In the last article, I mentioned chinch bugs. I have seen many yards that have insect damage. If the patches have thick dead grass, it is necessary to remove the dead grass. In the fall, after it cools down, fill the patches with compost and soil to level. If you use compost now, it will turn the grass yellow. If you fertilize now, use an organic fertilizer. It doesn’t have to be watered immediately and it doesn’t burn the grass. If you use a chemical fertilizer, wait until September and water in as soon as possible.
August is as late as you can wait to plant Bermuda seed. Bermuda must stay wet until it has germinated. You may have to water 3 to 4 times a day. If you have large areas to be re-seeded, using Bermuda sod squares would be the easiest.
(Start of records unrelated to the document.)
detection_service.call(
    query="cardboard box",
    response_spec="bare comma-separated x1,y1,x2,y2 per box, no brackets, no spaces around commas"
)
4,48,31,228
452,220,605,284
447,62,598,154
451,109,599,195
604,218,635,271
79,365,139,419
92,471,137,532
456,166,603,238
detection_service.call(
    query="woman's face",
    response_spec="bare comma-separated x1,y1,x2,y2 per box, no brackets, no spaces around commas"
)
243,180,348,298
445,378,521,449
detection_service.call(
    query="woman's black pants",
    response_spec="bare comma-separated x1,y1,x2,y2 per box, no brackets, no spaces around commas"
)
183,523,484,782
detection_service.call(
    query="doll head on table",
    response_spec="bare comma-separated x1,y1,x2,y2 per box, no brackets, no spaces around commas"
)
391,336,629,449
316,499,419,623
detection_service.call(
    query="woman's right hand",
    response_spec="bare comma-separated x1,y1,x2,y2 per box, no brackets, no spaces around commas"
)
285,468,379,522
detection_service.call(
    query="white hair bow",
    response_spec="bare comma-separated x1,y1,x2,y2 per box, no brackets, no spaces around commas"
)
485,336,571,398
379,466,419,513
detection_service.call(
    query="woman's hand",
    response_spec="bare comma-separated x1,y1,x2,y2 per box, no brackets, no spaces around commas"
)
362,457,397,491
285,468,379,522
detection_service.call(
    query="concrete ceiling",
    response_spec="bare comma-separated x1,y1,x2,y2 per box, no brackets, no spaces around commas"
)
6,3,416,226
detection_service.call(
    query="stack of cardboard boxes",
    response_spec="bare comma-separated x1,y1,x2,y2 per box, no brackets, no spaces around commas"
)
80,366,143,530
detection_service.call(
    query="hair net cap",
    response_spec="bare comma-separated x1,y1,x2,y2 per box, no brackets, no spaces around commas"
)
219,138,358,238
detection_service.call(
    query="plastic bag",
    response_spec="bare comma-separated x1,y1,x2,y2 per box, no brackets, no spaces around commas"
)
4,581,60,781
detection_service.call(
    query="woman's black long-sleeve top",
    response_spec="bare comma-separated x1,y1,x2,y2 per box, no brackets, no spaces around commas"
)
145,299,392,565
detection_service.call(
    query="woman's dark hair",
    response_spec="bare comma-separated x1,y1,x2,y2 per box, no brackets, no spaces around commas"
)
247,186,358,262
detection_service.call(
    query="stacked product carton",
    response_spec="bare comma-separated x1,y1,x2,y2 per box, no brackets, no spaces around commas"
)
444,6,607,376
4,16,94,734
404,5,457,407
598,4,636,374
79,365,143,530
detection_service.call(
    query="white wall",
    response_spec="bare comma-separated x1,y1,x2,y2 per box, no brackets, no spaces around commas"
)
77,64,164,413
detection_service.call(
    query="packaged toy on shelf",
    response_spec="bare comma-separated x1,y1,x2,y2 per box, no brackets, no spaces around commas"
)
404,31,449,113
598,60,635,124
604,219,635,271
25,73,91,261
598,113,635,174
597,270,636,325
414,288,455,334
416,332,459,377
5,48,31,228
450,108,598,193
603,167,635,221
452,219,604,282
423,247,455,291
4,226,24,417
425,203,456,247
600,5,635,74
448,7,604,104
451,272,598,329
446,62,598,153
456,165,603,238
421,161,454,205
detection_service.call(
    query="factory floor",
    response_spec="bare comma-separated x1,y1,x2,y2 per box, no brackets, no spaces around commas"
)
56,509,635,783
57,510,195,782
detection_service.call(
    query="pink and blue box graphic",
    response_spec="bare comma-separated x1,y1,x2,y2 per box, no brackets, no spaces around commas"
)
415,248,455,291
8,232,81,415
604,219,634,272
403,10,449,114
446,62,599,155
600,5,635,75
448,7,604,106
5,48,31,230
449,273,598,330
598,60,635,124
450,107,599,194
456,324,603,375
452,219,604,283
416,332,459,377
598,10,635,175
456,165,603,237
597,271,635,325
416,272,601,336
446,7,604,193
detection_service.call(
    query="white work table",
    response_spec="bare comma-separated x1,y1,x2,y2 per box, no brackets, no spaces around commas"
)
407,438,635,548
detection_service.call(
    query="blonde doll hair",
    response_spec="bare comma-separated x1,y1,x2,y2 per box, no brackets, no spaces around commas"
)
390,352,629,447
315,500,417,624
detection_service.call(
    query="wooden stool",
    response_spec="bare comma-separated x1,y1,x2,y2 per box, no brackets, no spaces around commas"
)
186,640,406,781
The new sod, Bermuda or St. Augustine, will need to be kept wet for about 10 days, until it takes root. Be sure to use a roller and roll the sod. The roots must make contact with the soil.
Start locating and purchasing wildflower seed, to be planted in September and October. Remove weeds from the planting area and rake the soil. The seed must be in contact with the soil, but don’t cover them; rake the soil over the seed and walk on the seeded area.
Prune roses in early August, except climbing roses. It will give the roses time to form new growth for the fall. Shear and prune annuals and perennials. Fertilize and water for a new flush of blooms. Prune broadleaf shrubs and vines to keep them in bounds.
If you feel like it is time to dig, divide and re-plant perennials, the rule is to dig the opposite season they bloom. If they bloom in early spring, dig in the fall. If you want to move or plant palms, sago, windmill palm or Mexican fan palm, this is the time to do it. They must be moved during the warm weather.
CORRECTION: In the July 29 KBB article, the photo was incorrectly labeled. Don Klesick was planting the crape myrtle with Judy, not Bobby Fishbeck.